Ada, Evelyn et Hettie, victimes collatérales de la guerre, sont l’incarnation même de ce « Chagrin des vivants ». Ceux qui restent, ceux qui doivent survivre au deuil, à la culpabilité, aux questions demeurées sans réponse, aux fantômes , à la perte de ce fils tombé au loin et dont il est impossible de faire le deuil sous peine de perdre la raison, à celle de ce fiancé parti et pas revenu, ou de ce frère qui reste physiquement debout, mais dont l'âme est restée là-bas..
Au fil des 384 pages de ce magnifique roman, de ce livre splendide de lumière (si , si !) , on assiste au réveil douloureux d’une nation amputée, car il faut bien survivre, et faire en sorte que « plus jamais ça » !
Au cours de ces cinq jours , la parole va se libérer, les mots vont tenter de panser, de reconstruire, ou tout du moins, de construire un nouvel « après ». Cet après qui n’empêche en rien les souvenirs de ressurgir, car la force d’attraction de la guerre est telle,que , même cinq ans après la fin du conflit, elle continue d’agir, au quotidien.
J’ai été totalement bouleversée, profondément chamboulée par ce roman dont j’étais loin d’imaginer la portée.
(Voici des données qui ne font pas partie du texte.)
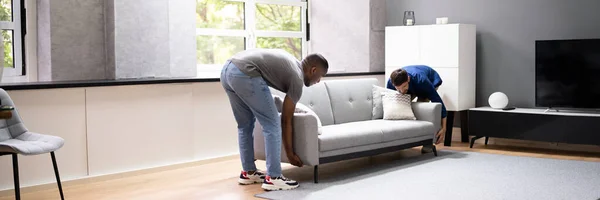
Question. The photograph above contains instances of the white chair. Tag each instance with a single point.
(15, 139)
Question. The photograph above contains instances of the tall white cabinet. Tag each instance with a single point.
(447, 48)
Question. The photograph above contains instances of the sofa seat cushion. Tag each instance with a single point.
(403, 129)
(368, 132)
(339, 136)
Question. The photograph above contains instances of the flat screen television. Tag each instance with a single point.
(567, 73)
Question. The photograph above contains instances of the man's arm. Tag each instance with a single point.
(287, 115)
(433, 95)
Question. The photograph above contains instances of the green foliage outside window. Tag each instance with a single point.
(6, 15)
(221, 14)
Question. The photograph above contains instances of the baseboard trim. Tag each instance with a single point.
(106, 177)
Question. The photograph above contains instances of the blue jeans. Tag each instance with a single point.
(251, 99)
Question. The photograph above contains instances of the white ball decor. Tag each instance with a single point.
(498, 100)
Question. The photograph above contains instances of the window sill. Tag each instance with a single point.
(18, 83)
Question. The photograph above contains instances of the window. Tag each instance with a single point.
(225, 27)
(10, 24)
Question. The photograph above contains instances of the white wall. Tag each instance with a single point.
(116, 129)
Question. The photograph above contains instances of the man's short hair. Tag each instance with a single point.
(316, 59)
(399, 77)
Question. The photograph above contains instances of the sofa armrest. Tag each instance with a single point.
(306, 140)
(429, 111)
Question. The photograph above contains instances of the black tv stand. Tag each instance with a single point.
(533, 124)
(550, 108)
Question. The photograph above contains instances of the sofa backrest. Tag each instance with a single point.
(351, 99)
(339, 101)
(316, 97)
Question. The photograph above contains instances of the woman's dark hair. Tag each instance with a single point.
(399, 77)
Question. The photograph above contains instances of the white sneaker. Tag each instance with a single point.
(247, 178)
(279, 183)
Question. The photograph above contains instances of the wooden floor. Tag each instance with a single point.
(218, 180)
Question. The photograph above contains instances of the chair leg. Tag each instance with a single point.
(16, 176)
(57, 175)
(316, 174)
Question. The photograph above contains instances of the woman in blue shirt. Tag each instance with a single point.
(420, 81)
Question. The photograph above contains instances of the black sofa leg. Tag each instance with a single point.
(316, 174)
(57, 175)
(16, 176)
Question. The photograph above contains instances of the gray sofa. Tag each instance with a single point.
(351, 127)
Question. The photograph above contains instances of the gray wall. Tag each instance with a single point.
(351, 42)
(107, 39)
(71, 40)
(506, 34)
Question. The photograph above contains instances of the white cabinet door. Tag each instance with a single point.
(401, 46)
(439, 45)
(448, 91)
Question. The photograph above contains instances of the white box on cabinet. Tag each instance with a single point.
(448, 48)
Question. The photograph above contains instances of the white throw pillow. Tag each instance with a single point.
(397, 106)
(301, 108)
(378, 93)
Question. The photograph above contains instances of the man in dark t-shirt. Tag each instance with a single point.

L’auteure aligne les mots avec pudeur et délicatesse dans ce message universel, adressé dans le fond à toutes les victimes d’hier et d’aujourd’hui, des guerres dans le Monde entier. C’est un très bel hommage aux femmes, trop souvent absentes et oubliées dans ces tragédies, une ode à la vie, au chemin de la résilience et de l’Espoir.
Un immense coup de cœur, non pressenti au vu de la quatrième de couverture (ah non, pas encore la guerre !), dont il est difficile de s'extraire, qui colle à la peau après l'avoir refermé! C'est là, pour ma part, tout ce que je demande à un livre...
« Alors que le silence s'étire, quelque chose devient manifeste. Il n'est pas là. Son fils n'est pas à l'intérieur de cette boîte. Et pourtant elle n'est pas vide. Elle est pleine d'un chagrin retentissant : le chagrin des vivants. Mais son fils n'est pas là. ».